The gossip mill makes a lot of sense. Ubisoft’s stock is well off of its 52-week high, down 30% from the peaks it hit last May, and it’s trading for less than half of what it did in July 2018. The game publisher also has a rich catalog of O&O franchises including Assassin’s Creed, the Rabbids, Prince of Persia, and Watch Dogs, as well as locked-in licensing deals with heavyweights like Tom Clancy and South Park—all of which make it an attractive addition to any publisher’s stable.
Given the price at which other publishers have been selling—$69 billion for Activision-Blizzard, $12.7 billion for Zynga, and $3.6 billion for Bungie—Ubisoft would likely command a hefty premium. For most companies, that would be a fairly easy decision; but Yves Guillemot, CEO of Ubisoft, doesn’t think like a lot of other game company execs.
From 2009 to 2019, I interviewed Guillemot on a fairly consistent basis, meeting every year at E3 and occasionally speaking when events warranted. He’s someone whose enthusiasm drives him, whether it’s his love of Swiss dark chocolate or Harley motorcycles. But all of those passions pale compared to his feelings for Ubisoft.
This was never more apparent than during the period from 2016 to 2018, when the company fought off a hostile takeover attempt from Vivendi. The company issued detailed, long-term financial forecasts and met with large stakeholders individually. And Guillemot dropped hints of a mass employee exodus if the takeover were successful.
As Vivendi bought more shares and held more of the company’s voting rights than the Guillemot family, he began hunting for partners. He ultimately found them in Tencent (the massive Chinese gaming company) and the Ontario Teachers Pension, who paid just over 2 billion euro to Vivendi to buy out its shares (giving Tencent a 5% stake in the company).
Had the deal with Tencent not worked out, Guillemot told me at the time, another gaming company was battling to buy into Ubisoft.
Things are a lot different in 2022, of course. An offer from Microsoft or Sony (or even Embracer Group) would likely be given more serious consideration than the Vivendi bid. But analysts think Ubisoft will at least attempt to remain independent, and is already sniffing around for a private equity investor.
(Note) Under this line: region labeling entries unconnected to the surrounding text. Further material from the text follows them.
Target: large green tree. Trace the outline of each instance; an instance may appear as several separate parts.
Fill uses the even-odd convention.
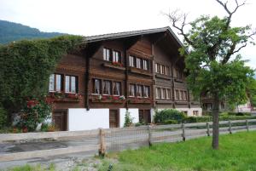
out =
[[[61,36],[0,45],[0,108],[17,112],[27,100],[46,94],[58,61],[82,41],[79,36]]]
[[[220,4],[227,15],[201,16],[187,23],[187,14],[177,11],[168,14],[168,18],[178,34],[184,39],[184,47],[180,49],[185,56],[187,77],[189,89],[195,96],[210,94],[213,101],[212,109],[212,143],[213,149],[218,148],[218,115],[221,100],[230,104],[244,103],[247,100],[247,85],[253,75],[253,71],[245,66],[237,53],[247,46],[255,34],[249,26],[232,27],[233,14],[245,5],[245,2],[233,0]],[[234,6],[231,9],[229,6]],[[189,26],[188,31],[185,27]]]

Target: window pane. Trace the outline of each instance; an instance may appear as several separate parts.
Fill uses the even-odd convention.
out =
[[[137,68],[141,68],[142,67],[142,64],[141,64],[141,59],[137,58],[136,60],[136,67]]]
[[[121,83],[119,82],[113,82],[113,94],[114,95],[120,95],[121,92]]]
[[[71,92],[72,93],[76,93],[76,77],[71,77]]]
[[[149,97],[149,87],[144,86],[143,97]]]
[[[51,74],[49,76],[49,91],[55,90],[55,74]]]
[[[70,77],[65,77],[65,92],[70,92]]]
[[[176,99],[176,100],[178,100],[178,98],[179,98],[178,90],[176,89],[176,90],[175,90],[175,99]]]
[[[61,91],[61,76],[59,74],[56,74],[56,91]]]
[[[143,60],[143,69],[144,70],[148,70],[148,60]]]
[[[100,80],[98,79],[94,80],[93,94],[100,94]]]
[[[110,60],[110,49],[103,48],[103,60],[107,61]]]
[[[129,95],[130,96],[134,96],[135,95],[135,85],[134,84],[130,84],[129,85]]]
[[[158,73],[158,65],[154,64],[155,72]]]

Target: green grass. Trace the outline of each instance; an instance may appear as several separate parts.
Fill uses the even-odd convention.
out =
[[[9,168],[8,171],[55,171],[55,165],[50,163],[49,167],[42,167],[40,164],[32,166],[26,164],[25,166],[17,166]]]
[[[211,141],[205,137],[109,154],[99,170],[108,170],[113,162],[113,171],[256,171],[256,132],[221,135],[218,151],[212,150]]]

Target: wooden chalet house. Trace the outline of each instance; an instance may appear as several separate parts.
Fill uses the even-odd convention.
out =
[[[53,119],[61,130],[151,123],[155,110],[201,115],[189,95],[182,46],[170,27],[86,37],[79,54],[67,54],[49,78]]]

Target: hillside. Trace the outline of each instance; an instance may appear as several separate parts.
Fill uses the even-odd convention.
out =
[[[43,32],[21,24],[0,20],[0,43],[4,44],[21,39],[48,38],[63,35],[59,32]]]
“We believe that a deal involving private equity (PE) only makes sense if the buyer is willing to give management the time and resources that it needs to turn things around, as well as assurances that its workforce will be largely spared from cost reduction efforts,” said Michael Pachter of investment firm Wedbush in a note to investors earlier this week. “The better outcome for investors, on the other hand, may be a bidding war that sees Ubisoft acquired by a strategic buyer, but the board of directors and the Guillemot family may prefer the PE route.”
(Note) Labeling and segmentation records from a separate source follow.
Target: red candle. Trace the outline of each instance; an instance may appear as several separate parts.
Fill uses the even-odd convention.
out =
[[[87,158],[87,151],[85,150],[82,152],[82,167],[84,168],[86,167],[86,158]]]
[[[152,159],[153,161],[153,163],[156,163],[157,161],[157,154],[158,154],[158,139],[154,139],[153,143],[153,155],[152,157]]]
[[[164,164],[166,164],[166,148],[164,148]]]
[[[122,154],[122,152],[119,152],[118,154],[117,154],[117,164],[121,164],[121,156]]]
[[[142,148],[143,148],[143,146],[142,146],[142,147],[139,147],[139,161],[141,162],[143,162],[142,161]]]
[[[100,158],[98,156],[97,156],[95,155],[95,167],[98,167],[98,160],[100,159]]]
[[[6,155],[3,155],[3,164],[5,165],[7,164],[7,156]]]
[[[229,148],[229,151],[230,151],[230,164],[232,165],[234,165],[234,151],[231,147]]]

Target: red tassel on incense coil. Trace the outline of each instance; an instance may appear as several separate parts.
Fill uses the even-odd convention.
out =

History backs up that assumption. Long before the Vivendi offer, when the French media conglomerate bought 15% of the company’s stock, Ubisoft rejected, then battled, Electronic Arts’ attempt to take over Ubisoft. (EA bought a nearly 20% stake in 2004 but ultimately sold it off by 2010.)
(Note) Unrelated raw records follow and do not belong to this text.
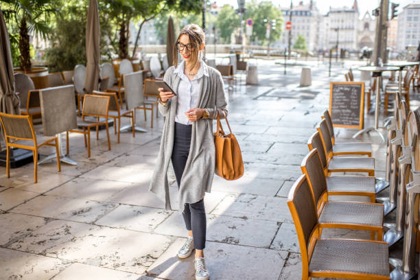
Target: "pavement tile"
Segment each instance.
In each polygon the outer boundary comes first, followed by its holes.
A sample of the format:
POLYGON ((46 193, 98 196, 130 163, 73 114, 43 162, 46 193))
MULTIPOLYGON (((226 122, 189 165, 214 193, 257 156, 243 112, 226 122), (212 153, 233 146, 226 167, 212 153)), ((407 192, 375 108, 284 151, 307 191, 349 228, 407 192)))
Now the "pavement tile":
POLYGON ((0 226, 1 246, 26 236, 47 222, 43 218, 14 213, 0 213, 0 220, 1 221, 0 226))
POLYGON ((7 211, 39 196, 39 194, 23 189, 10 188, 0 192, 0 209, 7 211))
POLYGON ((141 275, 170 242, 163 235, 54 220, 10 248, 141 275))
POLYGON ((40 196, 13 209, 14 213, 40 217, 93 222, 115 208, 111 202, 40 196))
POLYGON ((227 181, 218 176, 213 180, 212 190, 238 194, 254 194, 263 196, 276 195, 283 181, 242 176, 237 180, 227 181))
POLYGON ((142 206, 119 205, 95 222, 100 226, 151 232, 172 211, 142 206))
MULTIPOLYGON (((194 279, 194 256, 176 256, 185 239, 178 238, 148 269, 149 276, 172 280, 194 279)), ((260 248, 207 242, 206 266, 212 279, 279 279, 288 253, 260 248)))
POLYGON ((100 266, 89 266, 84 264, 74 263, 56 275, 53 280, 148 280, 152 279, 146 276, 141 277, 132 274, 100 266))
POLYGON ((280 226, 270 248, 301 253, 299 244, 294 224, 283 222, 280 226))
POLYGON ((279 197, 252 194, 229 195, 211 211, 211 214, 280 222, 292 222, 286 203, 279 197))
POLYGON ((0 280, 49 279, 69 264, 57 258, 0 248, 0 280))
POLYGON ((45 195, 107 201, 118 192, 132 185, 132 183, 75 178, 45 193, 45 195))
If Ubisoft does find itself the target of a company Guillemot and his brothers don’t feel will be a good fit, and private equity doesn’t appear to be on the horizon, it’s likely he’ll still lead the board in a fight against the takeover.
Of course, there’s a danger in looking too far back for guidance on the future. Ubisoft was a different company during the Vivendi battle. It got a big endorsement in 2017 when Nintendo icon Shigeru Miyamoto appeared on stage at its E3 press conference. Titles like Watch Dogs 2 and Assassin’s Creed: Origins rode high on the sales charts. And it regularly beat quarterly earnings estimates.
For fiscal 2022, which the company will report today, Ubisoft has already warned it was operating in the low ends of its guidance. And Pachter expects the company to miss even that target. And, of course, Ubisoft has been rocked by numerous harassment and misconduct allegations since June 2020. (Ubisoft acknowledged last year that its response to the accusations was flawed and cost the company its employees’ trust.)
The video game industry is a lot different as well. Microsoft is going all in on its Netflix-like streaming model in Game Pass. And Sony is starting to realize it will have to compete on that front eventually. (After the Bungie purchase, Sony Interactive Entertainment CEO Jim Ryan said players and investors “should absolutely expect more” acquisitions.)
It’s a different world with different stakes. The question is: How will Yves Guillemot choose to play if he’s invited into the game?